All men admire courage, and that he possessed in the highest degree. But he had also something larger and rarer than courage, in the ordinary acceptation of the word. When an assassin shot him at Milwaukee he was severely wounded; how severely he could not tell, but it might well have been mortal. He went on to the great meeting awaiting him and there, bleeding, suffering, ignorant of his fate, but still unconquered, made his speech and went from the stage to the hospital. What bore him up was the dauntless spirit which could rise victorious over pain and darkness and the unknown and meet the duty of the hour as if all were well. A spirit like this awakens in all men more than admiration, it kindles affection and appeal to every generous impulse.

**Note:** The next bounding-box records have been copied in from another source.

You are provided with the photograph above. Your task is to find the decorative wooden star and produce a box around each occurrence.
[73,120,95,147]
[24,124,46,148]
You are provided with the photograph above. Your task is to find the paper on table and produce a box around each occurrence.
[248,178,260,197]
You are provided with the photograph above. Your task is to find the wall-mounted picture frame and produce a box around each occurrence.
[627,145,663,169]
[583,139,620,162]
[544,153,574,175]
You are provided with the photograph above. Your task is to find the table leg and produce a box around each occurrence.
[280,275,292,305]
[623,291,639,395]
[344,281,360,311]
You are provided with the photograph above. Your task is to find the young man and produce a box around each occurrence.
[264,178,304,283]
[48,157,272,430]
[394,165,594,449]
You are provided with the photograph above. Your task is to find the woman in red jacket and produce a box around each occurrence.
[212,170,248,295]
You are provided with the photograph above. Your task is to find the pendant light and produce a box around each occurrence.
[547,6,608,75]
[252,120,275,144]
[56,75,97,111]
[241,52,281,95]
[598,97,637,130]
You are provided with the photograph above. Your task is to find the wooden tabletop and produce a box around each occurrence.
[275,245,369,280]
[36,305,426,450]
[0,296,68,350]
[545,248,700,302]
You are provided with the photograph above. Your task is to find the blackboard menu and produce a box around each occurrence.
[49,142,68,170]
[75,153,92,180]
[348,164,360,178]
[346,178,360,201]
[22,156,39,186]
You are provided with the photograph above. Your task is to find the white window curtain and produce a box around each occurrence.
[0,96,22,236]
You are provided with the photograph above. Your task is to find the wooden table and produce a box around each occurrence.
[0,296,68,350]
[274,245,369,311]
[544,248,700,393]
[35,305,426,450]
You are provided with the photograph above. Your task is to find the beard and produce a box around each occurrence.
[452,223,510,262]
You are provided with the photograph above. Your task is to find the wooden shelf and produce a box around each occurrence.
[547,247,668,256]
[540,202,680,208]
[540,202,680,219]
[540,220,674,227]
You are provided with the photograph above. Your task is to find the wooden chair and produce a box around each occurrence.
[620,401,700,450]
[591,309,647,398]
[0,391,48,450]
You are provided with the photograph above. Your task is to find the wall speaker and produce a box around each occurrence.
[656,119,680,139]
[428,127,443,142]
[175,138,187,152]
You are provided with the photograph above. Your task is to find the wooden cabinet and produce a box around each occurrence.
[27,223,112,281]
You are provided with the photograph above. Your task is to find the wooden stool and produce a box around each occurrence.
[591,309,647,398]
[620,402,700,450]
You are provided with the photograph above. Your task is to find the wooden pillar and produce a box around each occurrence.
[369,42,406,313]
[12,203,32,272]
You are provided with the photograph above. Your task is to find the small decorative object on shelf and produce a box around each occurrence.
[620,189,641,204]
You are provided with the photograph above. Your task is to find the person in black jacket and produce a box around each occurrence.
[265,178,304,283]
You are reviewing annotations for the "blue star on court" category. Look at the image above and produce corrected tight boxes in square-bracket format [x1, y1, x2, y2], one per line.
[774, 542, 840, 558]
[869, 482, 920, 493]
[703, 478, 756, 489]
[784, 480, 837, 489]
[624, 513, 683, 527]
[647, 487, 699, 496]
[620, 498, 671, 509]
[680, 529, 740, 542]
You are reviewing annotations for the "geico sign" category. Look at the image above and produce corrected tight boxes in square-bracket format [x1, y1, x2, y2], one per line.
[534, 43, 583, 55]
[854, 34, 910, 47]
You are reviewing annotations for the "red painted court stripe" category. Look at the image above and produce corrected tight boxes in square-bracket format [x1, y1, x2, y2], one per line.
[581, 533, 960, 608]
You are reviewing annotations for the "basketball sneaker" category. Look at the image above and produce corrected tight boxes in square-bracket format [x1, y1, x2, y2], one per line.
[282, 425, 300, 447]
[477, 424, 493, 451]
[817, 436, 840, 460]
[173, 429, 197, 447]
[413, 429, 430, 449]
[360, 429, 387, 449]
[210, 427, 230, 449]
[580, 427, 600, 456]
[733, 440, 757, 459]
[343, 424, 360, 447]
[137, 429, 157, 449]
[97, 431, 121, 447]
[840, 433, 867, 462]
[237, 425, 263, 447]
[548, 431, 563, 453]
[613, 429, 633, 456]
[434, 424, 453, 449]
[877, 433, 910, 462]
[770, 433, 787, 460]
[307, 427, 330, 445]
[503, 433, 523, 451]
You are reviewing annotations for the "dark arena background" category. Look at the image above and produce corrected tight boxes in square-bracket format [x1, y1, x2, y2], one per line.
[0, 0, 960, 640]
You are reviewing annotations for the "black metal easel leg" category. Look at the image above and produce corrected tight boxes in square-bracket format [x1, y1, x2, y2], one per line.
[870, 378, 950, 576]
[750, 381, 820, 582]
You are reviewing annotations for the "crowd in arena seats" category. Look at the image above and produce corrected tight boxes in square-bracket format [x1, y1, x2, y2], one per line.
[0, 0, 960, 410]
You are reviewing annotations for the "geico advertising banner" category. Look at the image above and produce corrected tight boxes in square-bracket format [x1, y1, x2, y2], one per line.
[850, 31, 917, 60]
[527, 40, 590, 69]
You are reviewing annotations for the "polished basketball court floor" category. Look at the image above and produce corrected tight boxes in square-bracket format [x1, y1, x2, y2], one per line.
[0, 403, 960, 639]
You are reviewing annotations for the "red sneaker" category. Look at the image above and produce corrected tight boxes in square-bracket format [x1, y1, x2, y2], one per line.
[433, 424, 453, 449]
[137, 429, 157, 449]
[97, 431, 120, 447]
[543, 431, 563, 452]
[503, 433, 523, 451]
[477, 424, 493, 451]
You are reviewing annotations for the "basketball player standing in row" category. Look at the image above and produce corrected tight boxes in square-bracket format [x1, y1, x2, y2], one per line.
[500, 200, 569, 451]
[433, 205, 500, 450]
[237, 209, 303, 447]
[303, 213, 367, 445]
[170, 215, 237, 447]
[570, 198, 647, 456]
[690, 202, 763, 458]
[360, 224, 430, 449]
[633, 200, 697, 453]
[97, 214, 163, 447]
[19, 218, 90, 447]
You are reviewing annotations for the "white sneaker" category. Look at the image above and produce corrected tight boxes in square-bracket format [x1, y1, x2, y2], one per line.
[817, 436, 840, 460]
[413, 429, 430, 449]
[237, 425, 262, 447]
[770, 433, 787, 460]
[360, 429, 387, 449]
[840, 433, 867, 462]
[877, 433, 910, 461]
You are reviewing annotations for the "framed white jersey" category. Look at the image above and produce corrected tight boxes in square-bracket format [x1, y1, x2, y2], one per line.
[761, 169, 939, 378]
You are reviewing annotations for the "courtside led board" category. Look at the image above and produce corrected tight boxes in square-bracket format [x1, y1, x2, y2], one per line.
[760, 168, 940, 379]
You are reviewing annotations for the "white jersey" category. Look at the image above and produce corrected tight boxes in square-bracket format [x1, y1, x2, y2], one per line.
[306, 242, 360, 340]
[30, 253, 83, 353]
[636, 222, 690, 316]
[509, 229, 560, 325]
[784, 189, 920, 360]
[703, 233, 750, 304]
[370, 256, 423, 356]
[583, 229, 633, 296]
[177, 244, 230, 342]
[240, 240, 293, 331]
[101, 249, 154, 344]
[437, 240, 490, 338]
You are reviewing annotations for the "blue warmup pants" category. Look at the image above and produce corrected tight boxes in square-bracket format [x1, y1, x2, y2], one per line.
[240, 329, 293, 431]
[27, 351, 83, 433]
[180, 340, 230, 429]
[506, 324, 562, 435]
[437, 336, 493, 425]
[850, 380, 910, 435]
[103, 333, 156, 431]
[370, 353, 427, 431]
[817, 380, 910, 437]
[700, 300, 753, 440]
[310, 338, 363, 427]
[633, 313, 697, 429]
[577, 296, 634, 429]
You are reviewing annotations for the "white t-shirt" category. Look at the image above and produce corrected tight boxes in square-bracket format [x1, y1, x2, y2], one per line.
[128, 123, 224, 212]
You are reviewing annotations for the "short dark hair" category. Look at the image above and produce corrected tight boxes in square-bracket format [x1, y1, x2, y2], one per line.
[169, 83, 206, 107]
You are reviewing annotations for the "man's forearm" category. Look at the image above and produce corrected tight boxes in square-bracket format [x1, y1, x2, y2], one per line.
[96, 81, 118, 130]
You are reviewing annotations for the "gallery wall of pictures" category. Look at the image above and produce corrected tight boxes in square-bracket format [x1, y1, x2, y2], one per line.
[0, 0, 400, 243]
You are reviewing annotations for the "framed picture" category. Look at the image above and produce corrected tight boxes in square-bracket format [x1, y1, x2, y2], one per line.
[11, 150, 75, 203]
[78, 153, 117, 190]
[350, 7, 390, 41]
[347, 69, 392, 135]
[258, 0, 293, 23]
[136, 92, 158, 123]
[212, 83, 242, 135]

Very different, but equally compelling, was another quality. There is nothing in human beings at once so sane and so sympathetic as a sense of humor. This great gift the good fairies conferred upon Theodore Roosevelt at his birth in unstinted measure. No man ever had a more abundant sense of humor—joyous, irrepressible humor—and it never deserted him. Even at the most serious and even perilous moments if there was a gleam of humor anywhere he saw it and rejoiced and helped himself with it over the rough places and in the dark hour. He loved fun, loved to joke and chaff, and, what is more uncommon, greatly enjoyed being chaffed himself. His ready smile and contagious laugh made countless friends and saved him from many an enmity. Even more generally effective than his humor, and yet allied to it, was the universal knowledge that Roosevelt had no secrets from the American people.
Yet another quality—perhaps the most engaging of all—was his homely, generous humanity which enabled him to speak directly to the primitive instinct of man.